The legacy of the tribunal
The search for justice in its broadest sense–wanting the international community to respond to horrific crimes and to find ways of decreasing their prevalence–is an indication of the human need to reassert a moral order on the society around them. The families of victims, survivors and the organisations and individuals who work with them often are faced with legal and political systems that appear unresponsive to their needs. Those who organise and participate in what have been termed people’s tribunals are among the trans-boundary actors that both challenge and seek to contribute to the development of international law. Reviewing the judgement of the tribunal, it is obvious that it was the result of a thorough and rigorous analysis of the evidence placed before the judges, and that its findings and conclusions have influenced public debate on the issue of the comfort women. The materials collected for the tribunal have been made available to historians, sociologists, international lawyers and the general public through the efforts of groups in Japan and South Korea as well as some international scholars.
The tribunal received an extensive amount of publicity; each day the third tier of Kudan Kaikan Hall was packed with media personnel. Throughout the tribunal many of the women were interviewed by print, radio and TV journalists. I believe that one of the reasons the media gave this event such an extraordinary amount of publicity was the quality of the evidence that was introduced and the solemnity with which the proceedings were conducted. With respect to the women, the tribunal provided them with an opportunity to come together and share not only their pain, but their passions and their sense of achievement in having participated in an international event that gained worldwide attention.
Given my commitment to women’s rights it would be remiss of me not to mention the importance of considering gender dynamics in the organisation of people’s tribunals. Despite the concepts of equality between men and women and equality before the law being considered basic tenets of the international legal system many of the actors that compromise the international community have not embraced the necessity of examining the extent to which their own practices discriminate against women and affect women’s ability to be fully integrated and respected members of their communities. This includes those who engage in civil society exercises. The underlying prejudices that precede a conflict compound the suffering and horror experienced by women during a war and negatively affect their ability to participate in peace negotiations as well as the transition to new political, social and legal orders. As all of our domestic legal systems and the international justice framework are marred by the persistence of negative attitudes to women, civil society has a responsibility to ensure that those attitudes do not permeate their work.

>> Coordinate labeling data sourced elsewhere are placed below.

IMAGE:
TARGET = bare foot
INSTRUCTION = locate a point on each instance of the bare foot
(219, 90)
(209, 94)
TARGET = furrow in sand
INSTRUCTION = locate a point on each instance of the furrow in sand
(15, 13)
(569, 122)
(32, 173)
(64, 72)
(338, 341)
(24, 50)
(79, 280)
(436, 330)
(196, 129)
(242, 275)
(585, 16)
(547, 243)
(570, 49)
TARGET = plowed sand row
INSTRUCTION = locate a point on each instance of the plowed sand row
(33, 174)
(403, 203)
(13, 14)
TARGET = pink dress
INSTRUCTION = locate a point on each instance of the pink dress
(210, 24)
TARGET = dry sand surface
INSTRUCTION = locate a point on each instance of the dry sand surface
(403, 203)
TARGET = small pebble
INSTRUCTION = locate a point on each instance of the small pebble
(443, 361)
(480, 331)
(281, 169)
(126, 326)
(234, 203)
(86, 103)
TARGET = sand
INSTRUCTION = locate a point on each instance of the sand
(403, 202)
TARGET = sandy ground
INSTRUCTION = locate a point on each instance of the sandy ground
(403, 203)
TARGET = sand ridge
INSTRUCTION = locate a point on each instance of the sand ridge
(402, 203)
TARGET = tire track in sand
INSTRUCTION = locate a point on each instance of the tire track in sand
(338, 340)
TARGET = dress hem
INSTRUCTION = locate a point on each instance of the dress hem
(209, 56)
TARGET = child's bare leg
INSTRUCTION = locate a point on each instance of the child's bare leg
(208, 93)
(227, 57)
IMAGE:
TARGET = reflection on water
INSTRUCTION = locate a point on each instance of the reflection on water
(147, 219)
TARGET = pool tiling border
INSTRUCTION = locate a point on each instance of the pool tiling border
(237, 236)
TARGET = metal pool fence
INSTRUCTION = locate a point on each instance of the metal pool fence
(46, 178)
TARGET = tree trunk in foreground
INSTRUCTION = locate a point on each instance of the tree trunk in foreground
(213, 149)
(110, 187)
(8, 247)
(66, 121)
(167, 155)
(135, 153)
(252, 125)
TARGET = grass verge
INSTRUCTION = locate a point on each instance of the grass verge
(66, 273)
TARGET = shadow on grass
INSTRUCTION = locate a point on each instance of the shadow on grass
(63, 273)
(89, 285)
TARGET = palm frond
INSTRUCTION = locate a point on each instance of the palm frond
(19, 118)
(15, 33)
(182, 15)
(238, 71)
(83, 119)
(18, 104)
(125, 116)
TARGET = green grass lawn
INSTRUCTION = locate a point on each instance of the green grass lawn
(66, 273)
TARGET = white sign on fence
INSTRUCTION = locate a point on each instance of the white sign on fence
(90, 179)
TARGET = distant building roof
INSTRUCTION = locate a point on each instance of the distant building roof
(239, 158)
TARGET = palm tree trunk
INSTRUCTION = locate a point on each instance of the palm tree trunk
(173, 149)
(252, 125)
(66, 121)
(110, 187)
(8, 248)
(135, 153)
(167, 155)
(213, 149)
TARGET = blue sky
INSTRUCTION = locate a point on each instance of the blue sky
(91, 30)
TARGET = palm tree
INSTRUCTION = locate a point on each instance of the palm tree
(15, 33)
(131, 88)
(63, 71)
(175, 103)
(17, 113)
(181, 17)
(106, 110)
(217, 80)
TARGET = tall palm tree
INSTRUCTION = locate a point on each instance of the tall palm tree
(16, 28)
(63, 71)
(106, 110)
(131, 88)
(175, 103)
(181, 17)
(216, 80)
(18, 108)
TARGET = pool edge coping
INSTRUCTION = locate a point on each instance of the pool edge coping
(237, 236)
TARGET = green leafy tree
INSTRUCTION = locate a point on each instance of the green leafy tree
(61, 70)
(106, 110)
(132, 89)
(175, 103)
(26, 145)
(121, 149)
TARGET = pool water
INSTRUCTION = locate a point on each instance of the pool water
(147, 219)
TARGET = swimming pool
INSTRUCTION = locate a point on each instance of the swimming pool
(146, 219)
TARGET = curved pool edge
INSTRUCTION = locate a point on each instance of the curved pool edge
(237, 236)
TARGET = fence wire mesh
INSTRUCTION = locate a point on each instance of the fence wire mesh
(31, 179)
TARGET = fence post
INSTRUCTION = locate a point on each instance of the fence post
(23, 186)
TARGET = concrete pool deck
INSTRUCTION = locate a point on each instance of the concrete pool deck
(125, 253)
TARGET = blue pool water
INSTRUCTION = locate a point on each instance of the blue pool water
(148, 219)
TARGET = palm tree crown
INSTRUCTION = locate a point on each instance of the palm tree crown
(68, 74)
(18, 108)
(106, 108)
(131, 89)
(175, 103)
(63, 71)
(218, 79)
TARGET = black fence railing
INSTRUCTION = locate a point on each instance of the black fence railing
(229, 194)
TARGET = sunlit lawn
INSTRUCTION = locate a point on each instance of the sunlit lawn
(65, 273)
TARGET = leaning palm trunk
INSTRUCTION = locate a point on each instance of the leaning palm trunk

Conclusions reached in civil society commissions or tribunals reflect the evidence put before those bodies and are a product of the legal traditions of those who participate in such efforts. The stories/histories created by such endeavours will not be complete if serious attention is not given to gender during the planning stages of people’s tribunals. As we are at the forefront of those attempting to democratise international law, our work should make the concept of justice meaningful to those who traditionally have been marginalised or further disadvantaged by unresponsive justice systems.